So wurde das deutsch-polnische Zusammenleben durch nationalsozialistische Repressions-und Vernichtungsmaßnahmen nachhaltig gestört.

Die historischen Gründe für die Siedlung der Deutschen im heutigen Polen seien komplex, sagte der Abgeordnete. Er schlug einen weiten Bogen vom Mittelalter bis zur Gegenwart und sprach von einem schnellen Ritt durch 1.000 Jahre Geschichte. Zu den nachhaltigen Störungen im deutsch-polnischen Zusammenleben war es dabei durch den deutschen und den sowjetischen Überfall auf Polen im September 1939 gekommen. „So wurde das deutsch-polnische Zusammenleben durch nationalsozialistische Repressions-und Vernichtungsmaßnahmen nachhaltig gestört“, sagte Koschyk.

Nach dem 2. Weltkrieg seien gemäß der Entscheidung der Alliierten alle Gebiete östlich der Oder-Neiße unter polnische Verwaltung gestellt und zu Bestandteilen des polnischen Staatsgebiets erklärt worden.
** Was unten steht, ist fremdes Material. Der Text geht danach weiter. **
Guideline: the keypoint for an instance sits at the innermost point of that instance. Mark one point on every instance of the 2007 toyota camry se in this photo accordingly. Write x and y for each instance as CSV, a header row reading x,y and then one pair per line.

Koschyk: „Die deutsche Bevölkerung wurde von da an größtenteils vertrieben.“ Durch das Verbot der deutschen Sprache sollte die verbliebene deutsche Minderheit „zwangs-polonisiert“ werden.

Die für die Vertreibung erlassenen Verordnungen hätten die Einziehung des gesamten Eigentums von Personen deutscher Nationalität zugunsten des polnischen Staates ermöglicht, das Eigentum der geflohenen und vertriebenen Deutschen sei 1946 als „verlassenes und herrenloses Gut“ entschädigungslos konfisziert worden. Offiziell seien rund 630.000 geklärte Todes-und ungeklärte Vermisstenfälle im Zusammenhang mit der Vertreibung der deutschen Bevölkerung aus Schlesien bekannt.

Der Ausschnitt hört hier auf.